10 Greatest Baseball Films Of All Time

The greatest Baseball films ever brought to the big screen!

brad pitt moneyball
Columbia pictures

Spring is here, which can only mean one thing for baseball fans. It is time to dust off the cap and glove; baseball is back! As America’s favourite national pastime, it will come as no surprise that Hollywood has depicted the competitive and mythological characteristics of the sport hundreds of times on the big screen.

Whilst the film industry has made many films capturing the magical moments of other popular sports, baseball seems to possess a unique cinematic quality that is only shared by the likes of boxing. Like boxing, baseball is a sport that is inherently a battle between two athletes, the pitcher and the batter. For baseball critics, the significant psychological aspect of the game is often overlooked due to the slow nature of the sport. However in film format, both fans and critics of the sport have been captivated by the many cinematic experiences of baseball fantasy and non-fiction.

Whether they make you laugh, cry, or both, the film industry has provided plenty of iconic movie moments that have made tales of baseball past and present an indispensable feature of the sports film genre. From the corn fields of Iowa to the executive offices of a small-budget baseball team in Oakland, this list will attempt to rank the best that the genre has to offer. (Warning: Spoilers ahead!)

10.  Major League (1989)

brad pitt moneyball
Paramount Pictures

A favourite amongst baseball and comedy fans alike, Major League depicts a fictionalised version of the Cleveland Indians. New Indians owner Rachel Phelps (Margaret Whitton) is attempting to sabotage the franchise so that she can move the team to Miami.

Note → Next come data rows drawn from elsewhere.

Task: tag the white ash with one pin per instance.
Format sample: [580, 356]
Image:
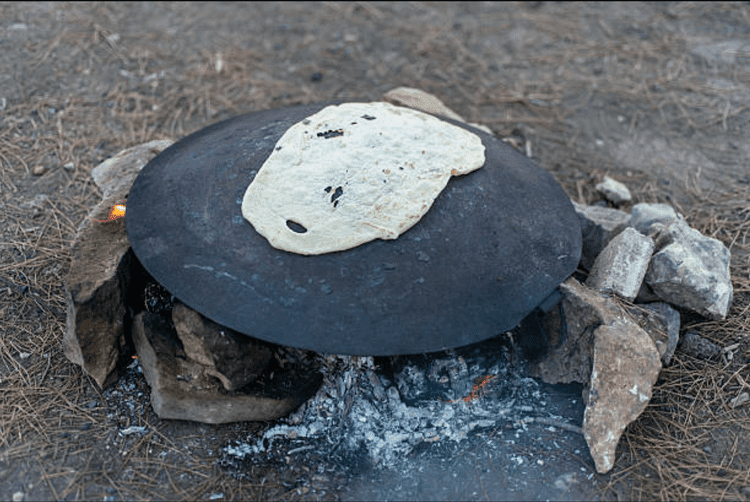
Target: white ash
[440, 399]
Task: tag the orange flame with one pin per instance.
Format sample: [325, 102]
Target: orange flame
[481, 382]
[117, 211]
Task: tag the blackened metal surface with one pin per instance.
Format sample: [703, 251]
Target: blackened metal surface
[495, 243]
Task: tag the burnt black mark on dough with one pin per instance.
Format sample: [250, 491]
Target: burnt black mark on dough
[331, 133]
[295, 227]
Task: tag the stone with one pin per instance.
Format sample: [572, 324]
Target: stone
[691, 270]
[235, 359]
[181, 389]
[622, 264]
[570, 360]
[420, 100]
[614, 191]
[100, 273]
[695, 345]
[663, 324]
[598, 226]
[116, 174]
[645, 214]
[604, 347]
[626, 365]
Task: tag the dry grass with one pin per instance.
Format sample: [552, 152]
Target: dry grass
[689, 443]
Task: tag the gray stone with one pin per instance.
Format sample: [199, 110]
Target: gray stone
[115, 175]
[625, 368]
[181, 389]
[646, 295]
[691, 270]
[426, 102]
[570, 359]
[95, 290]
[614, 191]
[99, 276]
[662, 322]
[621, 266]
[605, 348]
[695, 345]
[645, 214]
[598, 226]
[235, 359]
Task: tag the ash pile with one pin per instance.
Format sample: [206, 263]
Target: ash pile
[389, 406]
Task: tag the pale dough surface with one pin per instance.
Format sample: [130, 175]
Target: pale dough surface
[355, 172]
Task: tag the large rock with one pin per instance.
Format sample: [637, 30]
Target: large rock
[95, 291]
[598, 226]
[625, 368]
[570, 359]
[645, 214]
[182, 389]
[690, 270]
[604, 347]
[96, 285]
[621, 266]
[233, 358]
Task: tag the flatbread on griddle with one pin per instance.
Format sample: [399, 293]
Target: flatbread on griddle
[355, 172]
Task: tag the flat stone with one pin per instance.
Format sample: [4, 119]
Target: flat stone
[96, 285]
[622, 264]
[181, 389]
[645, 214]
[691, 270]
[598, 226]
[614, 191]
[235, 359]
[626, 365]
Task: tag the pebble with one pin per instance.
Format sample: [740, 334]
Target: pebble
[697, 346]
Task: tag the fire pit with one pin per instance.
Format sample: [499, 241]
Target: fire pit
[489, 254]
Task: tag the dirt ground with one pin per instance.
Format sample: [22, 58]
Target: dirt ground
[654, 95]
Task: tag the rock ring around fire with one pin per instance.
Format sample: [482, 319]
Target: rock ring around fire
[494, 244]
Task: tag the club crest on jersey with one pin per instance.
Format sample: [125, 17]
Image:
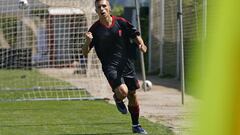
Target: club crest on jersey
[120, 33]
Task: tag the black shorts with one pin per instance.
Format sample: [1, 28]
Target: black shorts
[115, 80]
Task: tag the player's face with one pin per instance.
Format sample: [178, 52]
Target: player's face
[103, 8]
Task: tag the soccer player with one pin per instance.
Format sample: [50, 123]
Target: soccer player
[110, 36]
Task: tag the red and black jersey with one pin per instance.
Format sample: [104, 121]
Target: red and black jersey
[112, 43]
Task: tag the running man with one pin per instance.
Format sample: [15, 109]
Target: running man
[110, 36]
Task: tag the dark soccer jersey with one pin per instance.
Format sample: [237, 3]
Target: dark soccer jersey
[111, 43]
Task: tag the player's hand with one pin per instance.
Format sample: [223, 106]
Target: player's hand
[89, 37]
[143, 47]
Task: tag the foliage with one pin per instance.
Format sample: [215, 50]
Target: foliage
[118, 10]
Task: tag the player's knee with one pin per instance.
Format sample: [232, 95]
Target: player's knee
[122, 91]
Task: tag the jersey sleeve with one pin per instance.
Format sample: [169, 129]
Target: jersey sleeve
[131, 31]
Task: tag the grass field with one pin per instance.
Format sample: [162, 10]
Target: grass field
[60, 117]
[68, 118]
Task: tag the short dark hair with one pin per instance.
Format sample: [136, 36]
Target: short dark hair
[100, 0]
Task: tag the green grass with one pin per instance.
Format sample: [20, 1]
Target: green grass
[68, 118]
[58, 117]
[22, 84]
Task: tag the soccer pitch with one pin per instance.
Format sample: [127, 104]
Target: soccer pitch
[77, 117]
[68, 118]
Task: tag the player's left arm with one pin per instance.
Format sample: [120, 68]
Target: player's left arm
[139, 41]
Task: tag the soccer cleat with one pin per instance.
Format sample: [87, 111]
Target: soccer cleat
[120, 105]
[138, 129]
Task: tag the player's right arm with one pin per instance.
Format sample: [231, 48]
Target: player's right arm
[86, 46]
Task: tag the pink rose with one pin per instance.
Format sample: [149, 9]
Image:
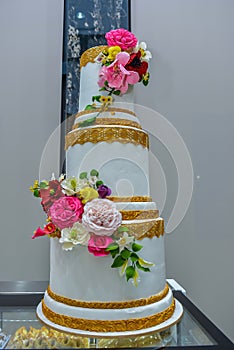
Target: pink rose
[66, 211]
[51, 194]
[97, 245]
[116, 75]
[122, 38]
[101, 217]
[47, 230]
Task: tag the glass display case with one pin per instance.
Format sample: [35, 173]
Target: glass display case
[21, 329]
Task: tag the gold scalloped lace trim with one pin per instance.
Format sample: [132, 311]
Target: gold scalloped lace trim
[130, 324]
[130, 199]
[112, 121]
[110, 109]
[139, 214]
[107, 134]
[148, 229]
[90, 54]
[108, 305]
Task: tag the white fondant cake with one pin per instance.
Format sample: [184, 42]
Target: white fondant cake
[87, 293]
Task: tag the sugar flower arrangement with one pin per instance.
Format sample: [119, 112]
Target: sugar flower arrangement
[124, 62]
[80, 216]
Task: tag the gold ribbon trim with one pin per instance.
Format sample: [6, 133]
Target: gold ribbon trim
[130, 199]
[107, 134]
[112, 110]
[139, 214]
[130, 324]
[90, 55]
[148, 229]
[108, 305]
[112, 121]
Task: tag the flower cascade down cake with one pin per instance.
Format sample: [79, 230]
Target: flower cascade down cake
[107, 266]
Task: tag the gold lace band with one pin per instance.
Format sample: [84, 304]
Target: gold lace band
[112, 121]
[112, 110]
[108, 305]
[90, 55]
[148, 229]
[130, 199]
[107, 134]
[139, 214]
[130, 324]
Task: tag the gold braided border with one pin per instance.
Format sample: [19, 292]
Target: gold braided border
[108, 305]
[139, 214]
[111, 121]
[130, 324]
[107, 134]
[90, 55]
[110, 109]
[148, 229]
[117, 199]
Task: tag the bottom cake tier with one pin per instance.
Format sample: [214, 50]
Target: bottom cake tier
[111, 328]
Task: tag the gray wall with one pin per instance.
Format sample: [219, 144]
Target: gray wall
[30, 89]
[192, 85]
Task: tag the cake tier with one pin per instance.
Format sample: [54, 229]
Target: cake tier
[89, 76]
[109, 317]
[76, 274]
[119, 153]
[112, 116]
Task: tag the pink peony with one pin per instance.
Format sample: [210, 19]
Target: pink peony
[116, 75]
[47, 230]
[122, 38]
[97, 245]
[66, 211]
[51, 194]
[101, 217]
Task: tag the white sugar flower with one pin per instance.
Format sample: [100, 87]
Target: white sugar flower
[145, 54]
[124, 241]
[99, 58]
[72, 185]
[71, 237]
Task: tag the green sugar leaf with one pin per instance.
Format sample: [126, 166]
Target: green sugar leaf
[99, 183]
[125, 253]
[83, 175]
[118, 262]
[89, 107]
[94, 172]
[130, 272]
[112, 246]
[136, 247]
[134, 257]
[43, 184]
[36, 193]
[117, 92]
[145, 269]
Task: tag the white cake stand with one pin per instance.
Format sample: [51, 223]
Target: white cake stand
[175, 318]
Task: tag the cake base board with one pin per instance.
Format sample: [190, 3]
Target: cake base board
[175, 318]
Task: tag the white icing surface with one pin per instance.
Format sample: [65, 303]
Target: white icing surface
[117, 115]
[109, 314]
[115, 162]
[136, 205]
[78, 274]
[164, 325]
[89, 88]
[124, 222]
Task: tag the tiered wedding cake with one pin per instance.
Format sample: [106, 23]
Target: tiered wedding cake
[107, 266]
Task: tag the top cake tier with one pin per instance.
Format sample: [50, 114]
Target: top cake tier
[89, 77]
[112, 70]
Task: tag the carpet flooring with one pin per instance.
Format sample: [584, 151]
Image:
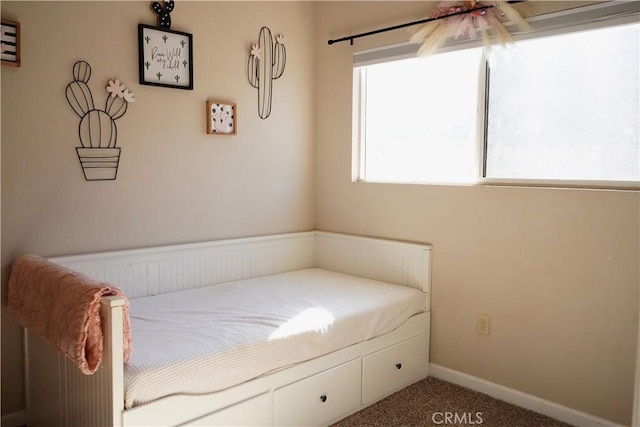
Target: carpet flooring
[437, 403]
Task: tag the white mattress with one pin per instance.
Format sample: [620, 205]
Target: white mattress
[208, 339]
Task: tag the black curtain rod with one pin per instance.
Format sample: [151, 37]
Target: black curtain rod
[409, 24]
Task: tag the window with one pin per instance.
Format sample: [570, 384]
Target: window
[555, 109]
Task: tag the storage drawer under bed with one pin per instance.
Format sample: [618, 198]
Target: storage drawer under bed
[319, 399]
[394, 367]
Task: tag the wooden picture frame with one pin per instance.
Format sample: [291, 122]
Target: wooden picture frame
[165, 57]
[222, 118]
[10, 35]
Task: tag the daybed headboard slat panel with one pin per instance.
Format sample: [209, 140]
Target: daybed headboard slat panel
[404, 263]
[151, 271]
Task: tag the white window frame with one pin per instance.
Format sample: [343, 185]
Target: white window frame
[601, 15]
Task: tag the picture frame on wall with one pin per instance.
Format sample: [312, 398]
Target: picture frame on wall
[165, 57]
[10, 35]
[222, 118]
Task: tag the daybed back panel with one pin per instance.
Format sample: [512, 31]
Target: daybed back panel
[158, 270]
[404, 263]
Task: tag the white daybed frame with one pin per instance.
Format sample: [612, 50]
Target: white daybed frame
[317, 392]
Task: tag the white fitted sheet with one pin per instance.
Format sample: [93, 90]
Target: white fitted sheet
[208, 339]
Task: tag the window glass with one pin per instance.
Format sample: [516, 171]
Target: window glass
[557, 108]
[566, 107]
[420, 119]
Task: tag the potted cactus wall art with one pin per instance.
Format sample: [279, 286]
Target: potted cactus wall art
[266, 64]
[98, 155]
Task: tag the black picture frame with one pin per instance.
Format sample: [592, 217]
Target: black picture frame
[165, 57]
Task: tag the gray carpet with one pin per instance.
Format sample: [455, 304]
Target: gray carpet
[437, 403]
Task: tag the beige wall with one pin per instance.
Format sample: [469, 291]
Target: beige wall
[557, 270]
[175, 183]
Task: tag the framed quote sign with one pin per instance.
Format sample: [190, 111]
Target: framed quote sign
[166, 57]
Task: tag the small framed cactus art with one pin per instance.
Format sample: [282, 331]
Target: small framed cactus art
[166, 57]
[222, 118]
[10, 43]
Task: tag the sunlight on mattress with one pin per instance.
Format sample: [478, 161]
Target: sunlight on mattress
[310, 320]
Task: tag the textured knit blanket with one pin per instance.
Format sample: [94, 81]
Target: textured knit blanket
[63, 306]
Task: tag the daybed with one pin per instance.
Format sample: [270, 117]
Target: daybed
[293, 329]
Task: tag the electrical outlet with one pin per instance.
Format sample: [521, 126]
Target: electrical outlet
[482, 326]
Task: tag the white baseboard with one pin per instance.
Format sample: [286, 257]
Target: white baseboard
[16, 419]
[518, 398]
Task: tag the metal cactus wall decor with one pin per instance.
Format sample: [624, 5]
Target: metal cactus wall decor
[164, 17]
[99, 156]
[266, 64]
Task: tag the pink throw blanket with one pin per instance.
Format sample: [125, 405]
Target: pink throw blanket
[63, 306]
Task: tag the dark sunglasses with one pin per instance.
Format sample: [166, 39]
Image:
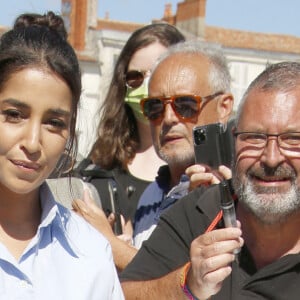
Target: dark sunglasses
[186, 107]
[134, 78]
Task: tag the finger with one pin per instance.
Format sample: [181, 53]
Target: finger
[79, 206]
[111, 219]
[199, 179]
[214, 263]
[194, 169]
[215, 249]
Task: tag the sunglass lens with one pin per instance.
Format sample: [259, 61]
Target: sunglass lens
[134, 79]
[186, 106]
[153, 108]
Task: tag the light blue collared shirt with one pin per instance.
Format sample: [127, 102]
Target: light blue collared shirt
[67, 259]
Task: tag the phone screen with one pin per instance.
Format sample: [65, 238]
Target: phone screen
[213, 145]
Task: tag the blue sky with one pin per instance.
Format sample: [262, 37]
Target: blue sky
[269, 16]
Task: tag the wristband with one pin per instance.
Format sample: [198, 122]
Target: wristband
[183, 283]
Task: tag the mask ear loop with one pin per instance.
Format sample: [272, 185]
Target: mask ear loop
[64, 165]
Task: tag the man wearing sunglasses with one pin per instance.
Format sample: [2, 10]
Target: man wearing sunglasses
[189, 86]
[183, 260]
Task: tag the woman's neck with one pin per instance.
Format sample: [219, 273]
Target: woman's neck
[268, 243]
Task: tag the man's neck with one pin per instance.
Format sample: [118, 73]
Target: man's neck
[268, 243]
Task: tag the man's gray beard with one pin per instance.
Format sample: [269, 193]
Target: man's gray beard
[268, 204]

Assembling a team full of misfits and outlandish players, her hopes are inevitably threatened by the unlikely, yet resolute, cast of characters that make up the Cleveland Indians’ roster. Starring Tom Berenger, Charlie Sheen and a young Wesley Snipes, Major League provides viewers with several classic slapstick moments. The film's popularity would later result in two sequels, but neither could replicate the same level of success as the 1989 original.

Best Scene:

Ricky ‘The Wild Thing’ Vaughan’s entrance is pure '80s nostalgia and most certainly influenced future real-life MLB pitchers to have similar entrance theme songs to get pumped up.